Thursday, 29 November 2012

News Hour: Private banks continue to fare better than Public banks in Q2

The banking sector continued to face pressure in the second quarter of the current fiscal in line with the previous two quarters. High inflation coupled with high interest rates and slowdown in the global economy has affected the consumers and industry alike. This has lead to worsening asset quality, rising bad loans and margin compression putting banks under pressure. However, Private Banks have continued to perform better than Public banks showing effective management in containing quality and prudent lending policies.
The deteriorating asset quality continued for the banking sector mostly PSBs due to low demand and high interest rates resulting in higher slippages and restructuring. The total bad assets (gross) of public sector banks (PSBs) was Rs. 1,41,000 crore or 3.25% of total advances in the quarter ended September as against Rs. 1,23,000crore in Q1FY13. On the other hand, private banks reported a marginal jump of 22 basis points to Rs. 20,800 crore in Q2FY13 as compared to INR 19,900 crore in the June Quarter. The difference stemmed from the prudent lending practices of private banks.
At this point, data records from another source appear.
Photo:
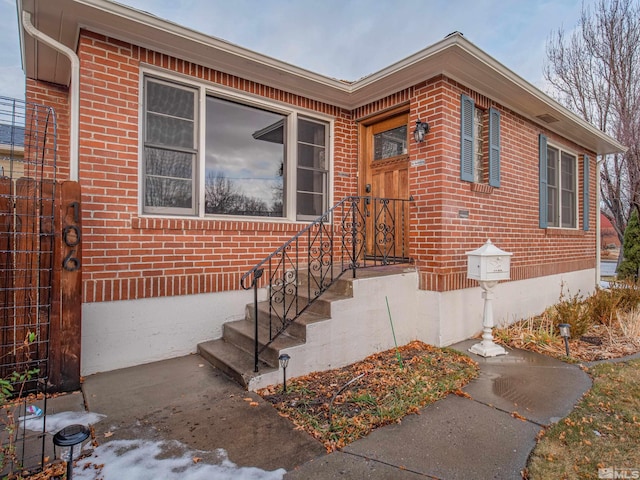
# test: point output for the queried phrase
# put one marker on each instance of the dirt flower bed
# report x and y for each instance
(339, 406)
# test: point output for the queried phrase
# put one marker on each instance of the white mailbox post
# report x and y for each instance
(488, 264)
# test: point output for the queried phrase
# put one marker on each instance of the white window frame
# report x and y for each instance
(560, 151)
(291, 114)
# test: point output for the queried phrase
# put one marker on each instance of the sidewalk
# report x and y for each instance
(488, 435)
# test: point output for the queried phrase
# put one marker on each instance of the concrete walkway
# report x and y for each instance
(488, 435)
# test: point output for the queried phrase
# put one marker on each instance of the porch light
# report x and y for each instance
(565, 332)
(65, 441)
(422, 128)
(284, 362)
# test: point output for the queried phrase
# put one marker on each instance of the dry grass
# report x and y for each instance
(603, 431)
(618, 338)
(339, 406)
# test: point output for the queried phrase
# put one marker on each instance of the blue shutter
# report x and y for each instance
(466, 138)
(542, 157)
(585, 193)
(494, 147)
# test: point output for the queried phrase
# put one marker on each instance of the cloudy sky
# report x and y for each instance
(346, 39)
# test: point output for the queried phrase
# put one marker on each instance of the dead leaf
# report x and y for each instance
(518, 416)
(460, 393)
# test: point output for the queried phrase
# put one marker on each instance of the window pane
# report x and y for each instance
(245, 158)
(172, 132)
(390, 143)
(170, 100)
(568, 169)
(552, 187)
(311, 181)
(168, 192)
(568, 210)
(169, 122)
(168, 163)
(310, 204)
(313, 157)
(311, 132)
(478, 140)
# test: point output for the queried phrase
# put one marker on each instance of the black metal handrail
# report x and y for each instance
(357, 232)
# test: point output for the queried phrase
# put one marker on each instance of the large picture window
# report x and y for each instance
(248, 159)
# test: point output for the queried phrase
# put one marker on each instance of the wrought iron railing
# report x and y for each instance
(358, 232)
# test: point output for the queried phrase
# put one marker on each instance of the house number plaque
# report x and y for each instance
(71, 237)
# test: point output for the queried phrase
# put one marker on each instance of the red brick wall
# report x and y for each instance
(126, 256)
(507, 215)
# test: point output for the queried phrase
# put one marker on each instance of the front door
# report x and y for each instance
(385, 167)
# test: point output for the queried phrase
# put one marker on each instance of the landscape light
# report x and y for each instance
(284, 362)
(65, 441)
(565, 332)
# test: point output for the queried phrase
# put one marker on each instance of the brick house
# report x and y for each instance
(156, 122)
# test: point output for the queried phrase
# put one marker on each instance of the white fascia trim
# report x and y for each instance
(74, 89)
(210, 41)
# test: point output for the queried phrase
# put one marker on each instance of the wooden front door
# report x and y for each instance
(385, 166)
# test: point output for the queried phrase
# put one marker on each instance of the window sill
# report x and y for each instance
(213, 224)
(564, 232)
(481, 188)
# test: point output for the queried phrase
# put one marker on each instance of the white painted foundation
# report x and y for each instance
(133, 332)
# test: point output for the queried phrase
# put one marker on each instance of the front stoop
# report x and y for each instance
(233, 353)
(322, 336)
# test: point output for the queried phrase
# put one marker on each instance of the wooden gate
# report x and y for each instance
(40, 281)
(40, 289)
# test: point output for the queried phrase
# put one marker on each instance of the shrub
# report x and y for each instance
(628, 294)
(628, 269)
(603, 305)
(574, 311)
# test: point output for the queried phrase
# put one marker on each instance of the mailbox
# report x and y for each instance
(488, 263)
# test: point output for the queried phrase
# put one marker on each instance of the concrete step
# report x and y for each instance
(240, 333)
(233, 361)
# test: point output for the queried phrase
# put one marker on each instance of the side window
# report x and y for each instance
(559, 187)
(479, 143)
(170, 148)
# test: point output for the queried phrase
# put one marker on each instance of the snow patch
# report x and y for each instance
(150, 460)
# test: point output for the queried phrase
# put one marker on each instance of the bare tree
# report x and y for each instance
(595, 71)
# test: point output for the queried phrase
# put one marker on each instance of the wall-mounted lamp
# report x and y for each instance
(422, 128)
(284, 362)
(565, 332)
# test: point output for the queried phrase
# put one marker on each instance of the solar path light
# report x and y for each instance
(565, 332)
(66, 440)
(284, 362)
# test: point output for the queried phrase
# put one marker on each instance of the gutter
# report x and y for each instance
(74, 90)
(598, 213)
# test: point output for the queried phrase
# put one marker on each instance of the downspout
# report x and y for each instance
(598, 237)
(74, 90)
The net interest margin-difference between yield on advances and cost of deposits reduced more for PSBs as compared to the private banks. On an average, the margins compressed by 40 basis points to 2.83 in Q2FY13 compared to a year ago period for the PSBs. The margins for private banks remained flat at 3.33%. The main reason for this is that higher slippages for PSBs resulted in interest income reversals lowering yields. Also, decrease in lending rates to spur growth and focus on low yielding retail loans in the absence of corporate demand affected margins.
In the absence of a rate cut and the challenging economic environment, fresh slippages and restructuring are going to continue in the next two quarters further deteriorating asset quality and putting profitability under strain. However, if an interest rate cut happens in the January quarter, there might be a marginal improvement in the repaying capacity of corporates thereby improving asset quality. But significant improvements in asset quality will be seen only in the first quarter of next year.